February is Black History Month and all month long we’ll be featuring black artists, events and venues that have shaped the Austin music scene.
The Eastside Kings Blues Festival started in 2013, as an idea of bassist, producer, and veteran Eddie Stout.
Stout created the Eastside Kings Foundation in 1999 along with recording and releasing an album also named Eastside Kings on Dialtone Records. The album featured several of Austin’s largely unknown veteran and emerging African American blues artists that Stout considered extremely talented including Clarence Pierce, Willie Sampson, and Donald ‘Duck’ Jennings.

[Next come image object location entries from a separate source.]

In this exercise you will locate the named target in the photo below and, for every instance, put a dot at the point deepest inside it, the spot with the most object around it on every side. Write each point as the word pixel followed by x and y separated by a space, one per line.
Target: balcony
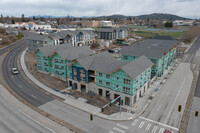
pixel 91 74
pixel 91 79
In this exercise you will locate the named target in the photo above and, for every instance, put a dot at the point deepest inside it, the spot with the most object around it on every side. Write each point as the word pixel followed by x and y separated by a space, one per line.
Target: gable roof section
pixel 48 51
pixel 74 53
pixel 151 48
pixel 54 36
pixel 63 34
pixel 37 37
pixel 102 62
pixel 137 67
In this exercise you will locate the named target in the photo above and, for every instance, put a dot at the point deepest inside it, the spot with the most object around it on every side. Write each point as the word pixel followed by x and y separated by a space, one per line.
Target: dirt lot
pixel 59 85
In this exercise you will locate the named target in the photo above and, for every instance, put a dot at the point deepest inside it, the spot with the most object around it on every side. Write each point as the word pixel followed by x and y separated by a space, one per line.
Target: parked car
pixel 14 70
pixel 167 131
pixel 113 50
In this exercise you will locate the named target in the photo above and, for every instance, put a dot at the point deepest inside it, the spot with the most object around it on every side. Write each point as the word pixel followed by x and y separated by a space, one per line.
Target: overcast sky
pixel 78 8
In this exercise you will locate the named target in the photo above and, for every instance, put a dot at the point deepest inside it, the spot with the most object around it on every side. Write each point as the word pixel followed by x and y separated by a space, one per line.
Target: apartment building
pixel 76 38
pixel 35 41
pixel 112 33
pixel 160 52
pixel 105 76
pixel 54 59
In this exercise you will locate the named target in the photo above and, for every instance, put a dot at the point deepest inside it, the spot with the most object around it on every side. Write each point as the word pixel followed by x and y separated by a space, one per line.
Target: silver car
pixel 14 70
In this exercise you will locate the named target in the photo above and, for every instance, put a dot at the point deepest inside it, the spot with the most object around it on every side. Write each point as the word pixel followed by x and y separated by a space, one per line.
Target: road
pixel 18 83
pixel 13 120
pixel 39 99
pixel 161 114
pixel 193 124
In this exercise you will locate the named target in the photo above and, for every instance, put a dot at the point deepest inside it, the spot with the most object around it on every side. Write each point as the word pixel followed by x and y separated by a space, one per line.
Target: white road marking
pixel 20 86
pixel 148 127
pixel 135 121
pixel 154 129
pixel 174 102
pixel 141 124
pixel 122 126
pixel 160 123
pixel 161 130
pixel 34 96
pixel 29 116
pixel 119 130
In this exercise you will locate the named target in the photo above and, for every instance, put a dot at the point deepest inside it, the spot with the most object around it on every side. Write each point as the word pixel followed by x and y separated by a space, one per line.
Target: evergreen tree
pixel 23 19
pixel 13 21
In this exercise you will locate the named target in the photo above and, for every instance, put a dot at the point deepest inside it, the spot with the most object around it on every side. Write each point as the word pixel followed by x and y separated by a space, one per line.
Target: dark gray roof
pixel 54 35
pixel 103 62
pixel 110 29
pixel 151 48
pixel 48 51
pixel 88 62
pixel 164 37
pixel 63 34
pixel 36 37
pixel 74 53
pixel 137 67
pixel 106 30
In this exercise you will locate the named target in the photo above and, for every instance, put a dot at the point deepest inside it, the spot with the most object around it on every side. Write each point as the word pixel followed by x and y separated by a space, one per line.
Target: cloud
pixel 185 8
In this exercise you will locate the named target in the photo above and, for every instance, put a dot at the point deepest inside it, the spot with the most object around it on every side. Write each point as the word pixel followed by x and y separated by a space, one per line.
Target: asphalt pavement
pixel 194 122
pixel 23 88
pixel 13 120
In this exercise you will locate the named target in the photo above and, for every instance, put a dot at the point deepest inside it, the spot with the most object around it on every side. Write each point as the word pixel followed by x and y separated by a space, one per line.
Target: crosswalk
pixel 140 126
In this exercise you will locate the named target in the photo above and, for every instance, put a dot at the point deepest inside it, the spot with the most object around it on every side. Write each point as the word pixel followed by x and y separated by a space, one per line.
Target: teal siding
pixel 43 62
pixel 117 79
pixel 58 66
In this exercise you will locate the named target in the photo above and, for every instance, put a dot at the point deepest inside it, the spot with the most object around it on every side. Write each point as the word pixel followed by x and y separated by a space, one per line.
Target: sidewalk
pixel 144 101
pixel 140 106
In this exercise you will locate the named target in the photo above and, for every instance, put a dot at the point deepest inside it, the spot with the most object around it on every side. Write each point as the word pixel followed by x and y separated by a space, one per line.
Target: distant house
pixel 35 41
pixel 1 40
pixel 112 33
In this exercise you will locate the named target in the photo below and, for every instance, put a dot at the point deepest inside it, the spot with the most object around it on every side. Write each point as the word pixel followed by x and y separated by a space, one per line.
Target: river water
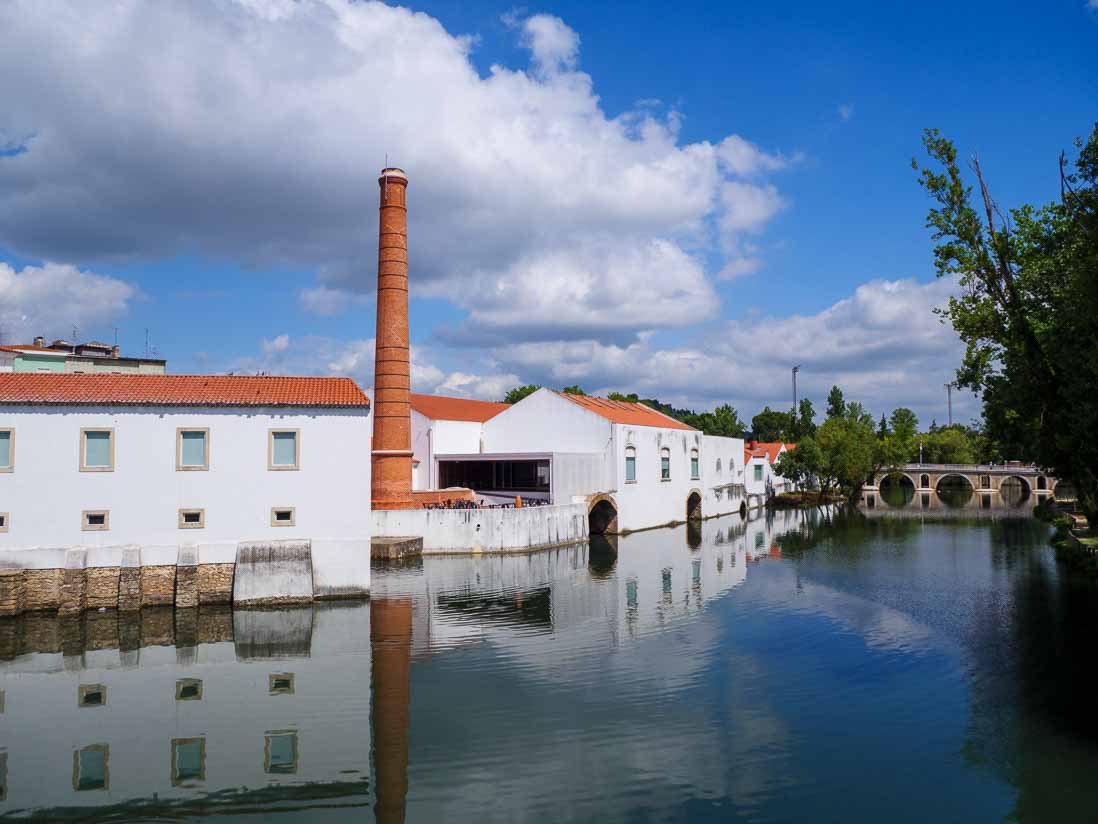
pixel 899 664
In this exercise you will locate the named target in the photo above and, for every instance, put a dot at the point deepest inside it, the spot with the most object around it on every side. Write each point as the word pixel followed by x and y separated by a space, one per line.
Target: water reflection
pixel 753 669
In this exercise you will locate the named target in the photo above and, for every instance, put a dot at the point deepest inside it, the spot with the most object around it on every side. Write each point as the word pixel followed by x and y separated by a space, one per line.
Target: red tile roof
pixel 638 414
pixel 31 347
pixel 438 408
pixel 769 451
pixel 179 390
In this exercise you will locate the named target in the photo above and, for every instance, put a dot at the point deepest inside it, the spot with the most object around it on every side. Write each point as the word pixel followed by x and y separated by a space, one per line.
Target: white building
pixel 634 466
pixel 761 481
pixel 448 426
pixel 103 461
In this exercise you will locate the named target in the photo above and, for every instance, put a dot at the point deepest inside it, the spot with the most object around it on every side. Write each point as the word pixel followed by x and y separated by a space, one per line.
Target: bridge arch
pixel 602 515
pixel 947 476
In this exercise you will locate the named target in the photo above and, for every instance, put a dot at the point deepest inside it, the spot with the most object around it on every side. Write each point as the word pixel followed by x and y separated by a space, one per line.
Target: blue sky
pixel 682 200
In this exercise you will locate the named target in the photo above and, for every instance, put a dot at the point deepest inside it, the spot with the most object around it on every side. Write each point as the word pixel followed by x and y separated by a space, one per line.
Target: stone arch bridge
pixel 981 477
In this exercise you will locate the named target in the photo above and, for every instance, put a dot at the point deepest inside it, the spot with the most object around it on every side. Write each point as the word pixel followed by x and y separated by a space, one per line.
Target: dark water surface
pixel 887 666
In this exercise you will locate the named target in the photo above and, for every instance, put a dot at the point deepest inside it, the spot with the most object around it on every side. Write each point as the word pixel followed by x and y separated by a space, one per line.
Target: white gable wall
pixel 46 492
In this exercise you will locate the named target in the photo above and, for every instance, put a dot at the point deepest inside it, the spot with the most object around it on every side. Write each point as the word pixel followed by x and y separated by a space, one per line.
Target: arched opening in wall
pixel 602 555
pixel 954 490
pixel 694 507
pixel 1014 491
pixel 693 534
pixel 896 489
pixel 602 518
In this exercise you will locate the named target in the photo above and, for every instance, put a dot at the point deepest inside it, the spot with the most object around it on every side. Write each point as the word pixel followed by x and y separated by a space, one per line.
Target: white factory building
pixel 161 461
pixel 635 467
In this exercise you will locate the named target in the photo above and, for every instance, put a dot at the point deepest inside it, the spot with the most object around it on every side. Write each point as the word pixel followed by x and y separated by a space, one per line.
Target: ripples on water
pixel 848 667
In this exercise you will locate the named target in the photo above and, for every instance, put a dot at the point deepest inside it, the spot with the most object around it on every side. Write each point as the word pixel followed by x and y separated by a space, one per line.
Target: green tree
pixel 771 425
pixel 514 396
pixel 904 423
pixel 805 425
pixel 836 407
pixel 1027 309
pixel 883 426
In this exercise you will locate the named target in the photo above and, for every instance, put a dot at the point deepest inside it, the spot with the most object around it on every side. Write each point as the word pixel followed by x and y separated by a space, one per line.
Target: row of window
pixel 192 449
pixel 194 519
pixel 630 464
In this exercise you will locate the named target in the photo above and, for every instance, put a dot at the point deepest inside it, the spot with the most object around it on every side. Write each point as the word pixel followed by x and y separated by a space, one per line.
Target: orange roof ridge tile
pixel 626 412
pixel 179 390
pixel 441 408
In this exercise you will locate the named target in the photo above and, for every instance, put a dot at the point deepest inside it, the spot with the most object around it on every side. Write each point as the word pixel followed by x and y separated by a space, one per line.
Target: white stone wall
pixel 46 493
pixel 486 530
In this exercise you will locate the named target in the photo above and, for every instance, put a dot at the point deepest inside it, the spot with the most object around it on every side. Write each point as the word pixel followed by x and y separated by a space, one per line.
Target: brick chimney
pixel 392 412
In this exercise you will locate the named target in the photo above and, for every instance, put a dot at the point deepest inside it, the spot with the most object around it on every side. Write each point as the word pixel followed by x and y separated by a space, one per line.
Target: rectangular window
pixel 96 520
pixel 7 451
pixel 283 452
pixel 188 761
pixel 192 449
pixel 282 516
pixel 97 451
pixel 191 519
pixel 91 768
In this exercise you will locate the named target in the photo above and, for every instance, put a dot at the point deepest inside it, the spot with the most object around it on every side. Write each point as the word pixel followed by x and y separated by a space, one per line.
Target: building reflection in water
pixel 193 712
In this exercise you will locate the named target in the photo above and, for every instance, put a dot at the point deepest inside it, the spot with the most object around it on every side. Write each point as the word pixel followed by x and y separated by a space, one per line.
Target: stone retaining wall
pixel 129 581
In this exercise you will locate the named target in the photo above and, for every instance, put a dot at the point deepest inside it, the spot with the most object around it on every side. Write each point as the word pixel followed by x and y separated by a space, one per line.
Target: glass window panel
pixel 97 448
pixel 192 448
pixel 286 448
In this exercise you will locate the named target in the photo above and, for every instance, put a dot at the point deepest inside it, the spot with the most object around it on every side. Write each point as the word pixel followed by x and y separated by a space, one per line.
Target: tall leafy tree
pixel 836 405
pixel 1027 309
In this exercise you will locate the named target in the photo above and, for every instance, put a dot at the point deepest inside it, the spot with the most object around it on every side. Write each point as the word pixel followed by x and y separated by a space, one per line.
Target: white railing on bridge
pixel 984 468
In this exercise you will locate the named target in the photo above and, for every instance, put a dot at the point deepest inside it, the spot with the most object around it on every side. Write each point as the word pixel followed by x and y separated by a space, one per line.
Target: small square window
pixel 283 516
pixel 283 449
pixel 280 753
pixel 91 768
pixel 191 519
pixel 7 451
pixel 97 451
pixel 280 683
pixel 188 761
pixel 96 520
pixel 192 449
pixel 189 689
pixel 91 694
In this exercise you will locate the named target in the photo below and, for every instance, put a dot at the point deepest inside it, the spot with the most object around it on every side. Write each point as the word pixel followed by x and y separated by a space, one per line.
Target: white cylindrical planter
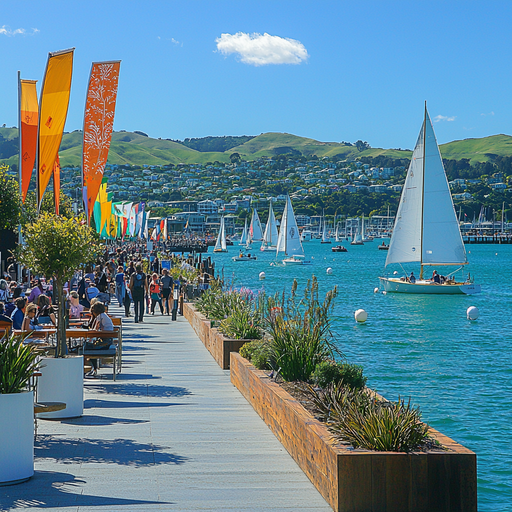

The first album’s popularity led to entire series of Eastside Kings albums. Soon after the Eastside King Festival was born. The naming of the festival was a tribute to the artists featured on the albums and the East Austin post-war blues circuit.
Housed in several neighborhood venues along the 12th Street corridor all while bringing back the unique tradition of blues, jazz, and gospel music which provides a glimpse for just two nights of what the African American blues scene was really like from 40’s-60’s.
In the past performers like Lavelle white, Blues Boy Willie, Jewel Brown and Tomar and the FC’s have graced the festival’s stage. This unique festival continues to remind us about the origins of Austin’s blues history and how it all really began in juke joints and bars populated by African Americans performers on the eastside of Austin. In 2018, the Festival was presented with the award for Best Cultural Preservation from the Austin Chronicle. The Eastside Kings Festival takes place every year on the second weekend of September embracing and upholding the traditions of the eastside of Austin all through this musical celebration.